In less than a fortnight I’ll be driving through the Central Valley in a rented SUV en route to my new home, back again in the sunny kingdom by the sea. Not the journey I’d wanted, but Alex is right — I may have learned to stand up for myself, but that doesn’t mean I’m above compromise. We’ll set out early — after one last breakfast at Rainbow Donuts with Ben and Caitlin, of course — on a route that we agreed on after Alex thought he’d been maybe too dismissive of my plan to make a mini-break of it. We’ll spend the day and an evening in Paso Robles for some wine tasting and spa indulgence (yes!), and the following morning resume the journey to Santa Monica on the exceedingly dull I-5. The one perk of this route is that we’ll pass through Burbank and my mom jumped at the chance to hop in the car to help us set up home on Sunday.

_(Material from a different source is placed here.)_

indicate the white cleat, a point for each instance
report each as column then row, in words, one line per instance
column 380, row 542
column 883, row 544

New year, new life. This will be the year that I’ll marry Alex, though I don’t know yet when that will be or what that day will look like. I’ll be a wife again, but not the lesser of two in a marriage. I’m gaining a wild and brilliant little girl as a daughter, a girl I want to grow without the anxieties of womanhood I’m still wrestling to pin down and defeat for good.

And for whatever it’s worth, I’ll become a Carr. “And I a de Mornay,” Alex tells me. “We’re yoked together, hen, side by side.” Balcraigie’s stone and mortar and brick and rot weigh upon me sometimes, as do its inhabitants, living and not-so-alive. Someday it will be my responsibility, too (though my pre-nup will hive my own reserves from paying for its upkeep, should any of our joint property be insufficient to prop it up). I’ll be another portrait on the green day room wall, or in the robin’s egg blue parlor, or hidden in the depths of the gloomiest attic in Perthshire. Another Carr madwoman. Not such a bad thing to be.

Three years ago, I was sitting on the other side of a poky living room in Suffolk from Alex, texting him furiously while my husband — still then my husband! — snorted a line of cocaine off of Sasha’s Nars mirrored compact. When Julian looked up at me, a ring of white powder framing his nostril, I thought: this can’t be what I want forever. There has to be a way out. My phone pinged that very moment with Al’s text: This can’t be what you want, sweetest. We have to find a way out. And though the way out, the way through, wasn’t the easiest one, I’m here and alive and happy, in love and if not completely at peace, I am finding more harmony with the world as I learn who I am becoming.

And who am I, as the calendar flips once more? Mel, Liss, Sweetest, Darling, Honey Girl, the Princess Melissa Layla de Mornay Cranford Carr of the sunny kingdom by the sea. Bring it, 2020. I’m just as greedy as ever.